Assessment: PRESERVE has settled this debate. NAC is not recommended for CIN prevention.
Aging and Longevity
NAC lacks dedicated longevity-focused RCTs in humans. The GlyNAC combination (glycine + NAC) has accumulated more specific longevity-adjacent data — multiple small trials by Sekhar et al. showing improvements in mitochondrial function, oxidative stress, and strength in older adults. Standalone NAC raises glutathione but the downstream functional benefits in healthy aging populations are not well characterized.
Assessment: Mechanistically plausible; human longevity evidence is weak without glycine co-supplementation. GlyNAC data is more relevant for longevity researchers.

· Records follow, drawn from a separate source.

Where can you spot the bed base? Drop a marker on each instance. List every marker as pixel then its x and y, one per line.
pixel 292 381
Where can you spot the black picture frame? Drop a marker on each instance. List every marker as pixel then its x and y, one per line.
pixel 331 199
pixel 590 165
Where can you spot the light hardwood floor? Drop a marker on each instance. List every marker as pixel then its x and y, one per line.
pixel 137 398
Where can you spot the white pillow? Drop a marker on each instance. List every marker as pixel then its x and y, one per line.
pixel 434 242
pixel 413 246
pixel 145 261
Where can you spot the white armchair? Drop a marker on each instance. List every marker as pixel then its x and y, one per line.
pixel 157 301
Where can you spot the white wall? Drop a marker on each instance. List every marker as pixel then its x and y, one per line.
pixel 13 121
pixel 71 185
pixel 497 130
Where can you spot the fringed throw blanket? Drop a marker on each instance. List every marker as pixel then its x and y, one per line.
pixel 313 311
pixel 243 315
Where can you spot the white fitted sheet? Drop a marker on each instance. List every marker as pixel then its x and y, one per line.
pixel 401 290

Comparison to Similar Compounds
| Compound | Primary Mechanism | Bioavailability | Key Human Evidence | Notable Limitation |
|---|---|---|---|---|
| NAC | GSH precursor via cysteine | ~10% oral | COPD exacerbations, PCOS, OCD signals | Poor oral bioavailability |
| Glycine + NAC (GlyNAC) | GSH precursor (dual substrate) | Moderate | Older adult mitochondrial/strength trials | Small n; no long-term data |
| L-Glutathione (reduced) | Direct GSH supplementation | Very low (~oral) | Limited; absorption disputed | GI degradation; not well-absorbed |
| Liposomal Glutathione | Direct GSH; improved delivery | Better than standard GSH | Very limited RCT data | Expensive; limited evidence |
| Cysteine | GSH precursor | Poor; toxic at high doses | Rarely studied as supplement | GI toxicity limits dosing |
| Alpha Lipoic Acid | GSH synthesis upregulation; direct antioxidant | ~30% | Diabetic neuropathy; insulin sensitivity | May reduce uptake of other compounds |
Research Limitations
Bioavailability variance. Oral NAC bioavailability ranges from 4–10% in most pharmacokinetic studies, with high inter-individual variation. Many positive trials were conducted with IV or nebulized NAC, which cannot be extrapolated directly to oral supplementation.

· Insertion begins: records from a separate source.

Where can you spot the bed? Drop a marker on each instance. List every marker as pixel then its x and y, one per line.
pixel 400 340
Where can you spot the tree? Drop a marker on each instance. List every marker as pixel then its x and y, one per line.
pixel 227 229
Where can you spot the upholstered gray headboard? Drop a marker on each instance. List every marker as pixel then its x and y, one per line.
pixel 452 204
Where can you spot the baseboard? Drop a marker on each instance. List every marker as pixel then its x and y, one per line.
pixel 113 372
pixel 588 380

Dose heterogeneity. Trials range from 600 mg/day to 3600 mg/day. Optimal dosing for specific outcomes is not established across most indications.
Short trial durations. Most supplement-context trials run 8–16 weeks. Long-term safety and efficacy data beyond 12 months are sparse outside the COPD literature.
Small sample sizes. Psychiatric and addiction trials frequently enroll fewer than 100 participants, limiting statistical power for subgroup analyses.
Publication bias. Positive trials in the psychiatric/addiction literature may be overrepresented; the PRESERVE trial's negative result for CIN represents what happens when sufficiently powered trials test earlier positive signals.
Key Takeaways
- NAC is one of the best-characterized glutathione precursors with a genuine clinical track record, but most clinical approval covers IV use in medical emergencies.
- COPD exacerbation reduction (at 1200 mg/day) is the strongest evidence base for oral supplemental use.
- The PCOS and OCD/compulsivity evidence is underappreciated — multiple positive trials exist in both areas.
- Contrast-induced nephropathy evidence has been overturned by the PRESERVE trial (2018).
- IPF evidence is negative; PANTHER-IPF showed potential harm in a multi-drug arm.
- Longevity-specific data for standalone NAC is weak; the GlyNAC combination carries more targeted aging research.
- Oral bioavailability is the primary practical limitation — the gap between IV trial outcomes and supplement expectations is real and underappreciated.
- NAC appears well-tolerated at typical supplement doses (600–1800 mg/day); GI side effects (nausea, vomiting) are the most common complaint at higher doses.
This article is for informational and research reference purposes only. N-Acetylcysteine is an FDA-approved drug in specific clinical contexts and is also sold as a dietary supplement. The evidence reviewed here spans both clinical and supplemental research contexts; outcomes from IV/clinical trials should not be assumed to replicate under oral supplemental conditions. This content does not constitute medical advice. Consult a qualified healthcare provider before starting any supplement regimen.